Роман я перевела быстро. Работала с вдохновением. Для этого мы с Цаплиным отправились на берег Средиземного моря и отыскали уютное местечко среди скал. Соленые волны плескались у ног, словно помогая мне проникать в глубины любовного сюжета. Ведь это был мой первый лингвистический опыт.
С той поры «Любовник леди Чаттерлей» Д. Лоренса издавался на русском языке десятки раз. И заслуга в этом первой переводчицы – Татьяны Ивановны Лещенко.
Татьяна Ивановна всегда начинала рассказ со слова «однажды». Так вот, однажды с подругой – ленинградской актрисой Людмилой Волынской – они отправились на вечер поэтов в Политехнический музей.

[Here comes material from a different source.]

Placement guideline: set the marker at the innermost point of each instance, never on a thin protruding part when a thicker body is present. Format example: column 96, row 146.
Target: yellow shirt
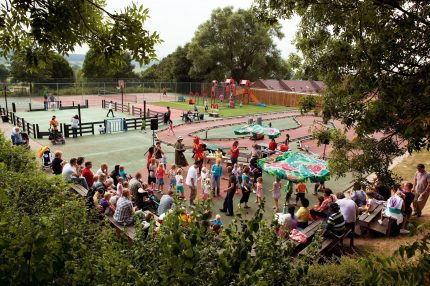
column 303, row 214
column 218, row 155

– Мы были еще девчонки. На последние гроши купили билеты на самый верх амфитеатра, но, взобравшись туда, поняли, что поэты будут слишком далеко от нас и, спустившись, нагло сели в первый ряд. И чудо – нас не прогнали. Выступали Брюсов, Ивнев, Сельвинский… Но главное – Маяковский! Могучий, красивый, с изумительно зычным и в то же время бархатным голосом. Знавшие его стихи наизусть, мы теперь видели его так близко.
Прошло два года. Я с первым моим мужем Беном живу в Нью-Йорке, куда он меня привез прямо из «института благородных девиц». Иду по улице и вдруг – Маяковский. Он стоял в дверях небоскреба, где помещался советский Амторг. Броситься бы к нему, заговорить. Показать ему Нью-Йорк, мой любимый Бруклинский мост. Но я не посмела. И застыла на месте от благоговения. В тот же вечер Лия Гоштейн, знакомая поэта по Москве, принесла мне билет на его выступление. После устроенной поэту овации за кулисами меня представили ему, и он сразу же позвал нас в гости. До сих пор помню адрес: 11-я улица на углу 5-й Авеню.
«А можно мне прийти с мужем?» – робко спросила я. – «Конечно», – ответил Маяковский.
Помню большую полупустую комнату. В глубине у стены – диван. Мебели почти нет. Мы сидим на небольших ящиках. А на ящике покрупнее, накрытом газетой, – снедь: очищенная селедка, черный хлеб и бутылка московской водки. Вместо рюмок стаканы, из которых мы потом пили чай с печеньем.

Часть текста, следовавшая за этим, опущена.